This is a magical place to visit at least once in your lifetime, an icon of the artistic “vein” of nature that has inspired directors and writers… and which is sure to inspire you too. In the northern part of the picturesque village of S'Archittu, on the Cuglieri coast - an important town in Montiferru and a historic area of the upper Oristano region - is a white cliff surrounding a delightful little beach, where an arch opens up, created by the erosive action of atmospheric agents on the sedimentary limestone rocks, termed as “lunar” thanks to the reflections generated. Originally a grotto, it is today a natural monument - specifically, s'Archittu, perfectly fused within a spectacular environment complemented by three islets shaped like a mushroom, also polished by the persistence of the waves.
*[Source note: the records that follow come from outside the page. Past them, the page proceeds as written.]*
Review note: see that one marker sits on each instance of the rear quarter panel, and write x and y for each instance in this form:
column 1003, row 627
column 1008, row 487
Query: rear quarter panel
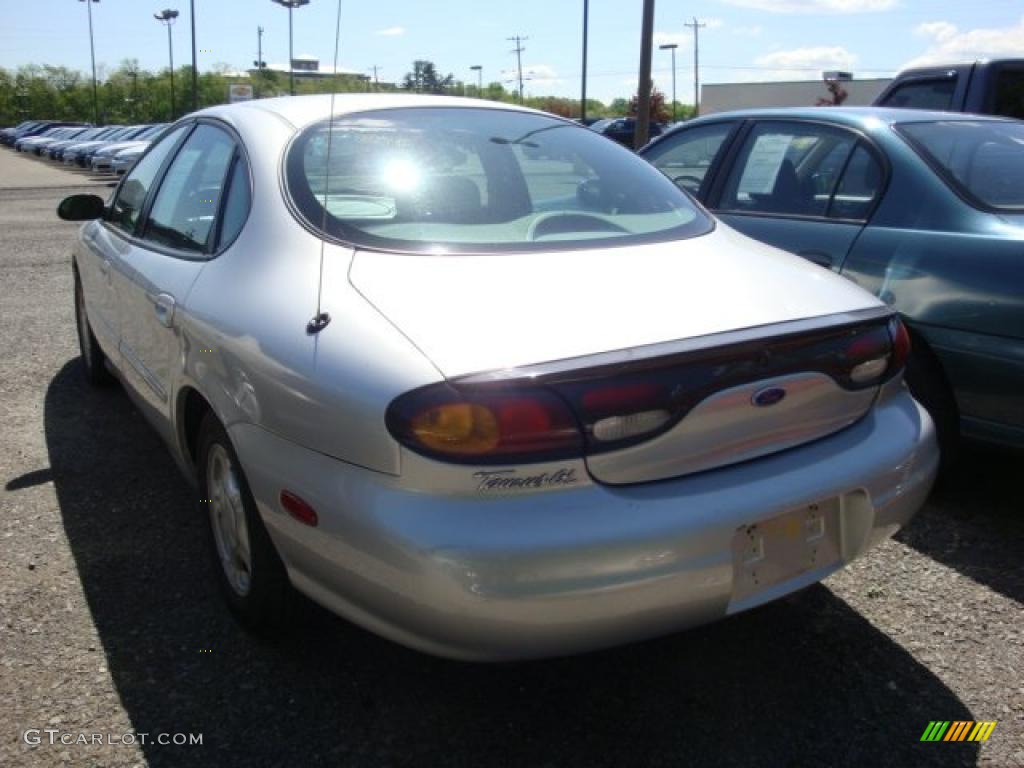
column 957, row 274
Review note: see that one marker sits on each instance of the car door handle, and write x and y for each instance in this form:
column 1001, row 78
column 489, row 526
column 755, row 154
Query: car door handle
column 163, row 305
column 818, row 257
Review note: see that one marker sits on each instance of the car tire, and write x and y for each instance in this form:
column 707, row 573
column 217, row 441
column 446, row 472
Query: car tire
column 250, row 572
column 928, row 384
column 93, row 358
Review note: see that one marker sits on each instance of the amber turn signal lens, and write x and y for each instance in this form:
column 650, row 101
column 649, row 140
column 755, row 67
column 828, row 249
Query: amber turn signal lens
column 461, row 427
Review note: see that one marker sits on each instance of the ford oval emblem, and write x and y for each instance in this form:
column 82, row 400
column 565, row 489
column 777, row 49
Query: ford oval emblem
column 768, row 396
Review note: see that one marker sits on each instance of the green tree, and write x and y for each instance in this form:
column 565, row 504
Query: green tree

You can reach the cove directly from the tourist village by walking along paved path north of the houses.

The natural “bridge” is enchanting at sunset, when the orange sun seems to fit right within, almost imprisoned by the arch, ensuring your photographs will be truly remarkable. The scenic effect is beautiful even at night, illuminated by artificial lighting. Usually - and not surprisingly - only the most intrepid and experienced dive from its summit, being about 15 metres high and the setting of the 2001 World Championship of High Diving. The sheltered “beach of the arch”, on the other hand, is ideal for relaxation, its carpet of fine ochre sand flecked with golden reflections and shell fragments, extending into a shallow and sandy seabed. The panorama in the surrounds ranges from the deep blue of the sea to the green of the Mediterranean scrub. The services and amenities include ample parking, disabled access, canoe and skate rental and nearby hotels, restaurants and commercial activities.

S'Archittu, celebrated by the poet Giovanni Corona and writer Flavio Soriga, was often the setting for films, starting with Pietro Francisci's "2+5 Hydra Mission" in 1966. Twenty years later, Lina Wertmuller set the opening scene of "Notte d'estate con profilo greco, occhi a mandorla e odore di basilico" (or, “Summer Night with Greek Profile, Almond Eyes and Scent of Basil”). Most recently, it was chosen by directors Davide Manuli (“The Legend of Kaspar Hauser”, 2011) and Rocco Papaleo (“A Small Southern Enterprise”, 2012).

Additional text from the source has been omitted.